Massa yang datang saat itu, meski dihadapkan dengan senjata api, tetap menuntut
pembebasan atas kawan-kawan mereka. Namun, tuntutan massa dibalas oleh aparat dengan
peringatan untuk membubarkan diri. Situasi semakin memanas, dan tentara langsung
melepaskan rentetan tembakan ke arah massa. Korban pun berjatuhan. Bahkan, masih
menurut laporan KontraS, beberapa massa yang selamat ditangkap dan disiksa oleh aparat.

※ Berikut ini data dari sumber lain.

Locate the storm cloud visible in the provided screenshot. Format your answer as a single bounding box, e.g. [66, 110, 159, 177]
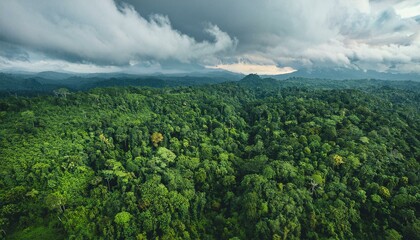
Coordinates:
[0, 0, 420, 73]
[0, 0, 236, 65]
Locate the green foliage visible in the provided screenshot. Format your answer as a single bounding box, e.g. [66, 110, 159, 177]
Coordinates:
[0, 79, 420, 239]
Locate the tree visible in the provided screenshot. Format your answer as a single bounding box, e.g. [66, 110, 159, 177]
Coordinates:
[151, 132, 163, 147]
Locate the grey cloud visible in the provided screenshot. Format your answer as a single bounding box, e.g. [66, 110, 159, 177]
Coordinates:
[0, 0, 236, 65]
[0, 0, 420, 72]
[127, 0, 420, 71]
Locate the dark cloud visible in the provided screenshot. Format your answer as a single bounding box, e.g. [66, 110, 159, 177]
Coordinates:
[0, 0, 420, 72]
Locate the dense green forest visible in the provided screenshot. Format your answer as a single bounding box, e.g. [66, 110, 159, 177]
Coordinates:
[0, 76, 420, 240]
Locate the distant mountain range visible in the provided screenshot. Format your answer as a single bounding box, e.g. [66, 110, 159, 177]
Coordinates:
[0, 69, 420, 96]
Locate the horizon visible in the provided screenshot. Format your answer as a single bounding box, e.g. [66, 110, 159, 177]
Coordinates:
[0, 0, 420, 75]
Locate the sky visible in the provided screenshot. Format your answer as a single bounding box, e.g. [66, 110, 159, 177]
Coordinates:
[0, 0, 420, 74]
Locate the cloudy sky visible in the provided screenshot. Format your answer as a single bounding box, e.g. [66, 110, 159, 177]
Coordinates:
[0, 0, 420, 74]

Sementara itu, lokasi penembakan langsung dibersihkan sehingga tak terdapat tanda-tanda
kerusuhan. Angka pasti mengenai jumlah korban, baik yang tewas, luka-luka, maupun hilang,
dalam tragedi di Tanjung Priok tidak diketahui karena pemerintah Orde Baru saat itu menutupi
fakta yang sebenarnya.
Panglima ABRI saat itu, L.B. Moerdani, mengatakan bahwa 18 orang tewas dan 53 orang
luka-luka dalam insiden tersebut. Namun, pernyataan itu sangat berbeda dengan data dari
Solidaritas untuk Peristiwa Tanjung Priok (Sontak), yang menyebut bahwa tidak kurang dari 400
orang tewas dalam tragedi berdarah itu, belum termasuk yang luka dan hilang.